LONDON, Dec 5 (Reuters) - Britain's services sector shrank slightly for a second month running in November, as cost-of-living pressures for households and businesses' uncertainty about the economic outlook squeezed demand, a survey showed on Monday.
The S&P Global/CIPS purchasing managers' index (PMI) for the services sector held at 48.2 last month, matching October's 21-month low and an earlier 'flash' estimate for November.
Combined with last week's manufacturing PMI, the data pointed to Britain's economy shrinking at a quarterly pace of 0.4%, S&P Global economist Chris Williamson said.
"This is the toughest spell the UK economy has faced since the global financial crisis excluding only the height of the pandemic," he said.
The composite PMI, which combines services and manufacturing, held at 48.2, its lowest since January 2021 when Britain was in a COVID-19 lockdown.
Both the Bank of England and the government's Office for Budget Responsibility estimate that Britain's economy is entering recession, after output dropped by 0.2% in the three months to the end of September.
Britain is likely to see Europe's biggest fall in economic output next year outside Russia, the Organisation for Economic Co-operation and Development (OECD) forecast last month.

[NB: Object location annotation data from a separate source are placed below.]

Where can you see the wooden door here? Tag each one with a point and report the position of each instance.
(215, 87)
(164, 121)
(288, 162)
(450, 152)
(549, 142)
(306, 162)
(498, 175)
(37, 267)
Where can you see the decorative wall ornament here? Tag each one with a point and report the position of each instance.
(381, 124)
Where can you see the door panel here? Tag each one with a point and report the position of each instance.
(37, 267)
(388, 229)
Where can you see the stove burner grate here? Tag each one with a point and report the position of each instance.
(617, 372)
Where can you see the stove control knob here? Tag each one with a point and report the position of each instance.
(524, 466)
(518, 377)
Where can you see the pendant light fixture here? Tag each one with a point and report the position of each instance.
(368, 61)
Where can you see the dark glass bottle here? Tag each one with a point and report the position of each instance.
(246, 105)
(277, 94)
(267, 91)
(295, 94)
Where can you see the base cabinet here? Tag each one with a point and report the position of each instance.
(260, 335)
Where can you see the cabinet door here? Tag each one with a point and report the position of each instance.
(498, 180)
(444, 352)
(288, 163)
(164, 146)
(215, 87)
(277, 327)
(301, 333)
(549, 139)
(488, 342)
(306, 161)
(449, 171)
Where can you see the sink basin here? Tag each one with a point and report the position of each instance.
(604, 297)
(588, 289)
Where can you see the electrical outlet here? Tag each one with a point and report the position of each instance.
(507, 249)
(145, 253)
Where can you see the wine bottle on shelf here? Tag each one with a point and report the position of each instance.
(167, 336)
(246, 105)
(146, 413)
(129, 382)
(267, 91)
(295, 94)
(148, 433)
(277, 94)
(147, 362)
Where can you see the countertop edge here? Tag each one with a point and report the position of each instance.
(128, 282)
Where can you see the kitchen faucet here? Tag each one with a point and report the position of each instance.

S&P Global said businesses reported greater confidence than in October, when morale suffered a severe knock following political and financial market turmoil caused by September's mini-budget, but sentiment remained "historically subdued".
Consumer demand has been squeezed by the highest inflation in 41 years, at 11.1%, and business customers were cautious about spending, respondents to the PMI survey said.
While cost pressures have eased somewhat for manufacturers, they picked up in the services sector and are not much below the record levels seen earlier in 2022.
Businesses cited higher wage costs, energy bills and prices for raw materials such as food, while increased competitive pressure meant they raised the prices they charged at the slowest pace since January, before Russia invaded Ukraine.
Unlike in the manufacturing sector, services employers are still increasing staff numbers, though at the slowest pace since February 2021.
"There were some reports of hiring freezes and the non-replacement of leavers as firms grew concerned over costs and operating margins," S&P Global said.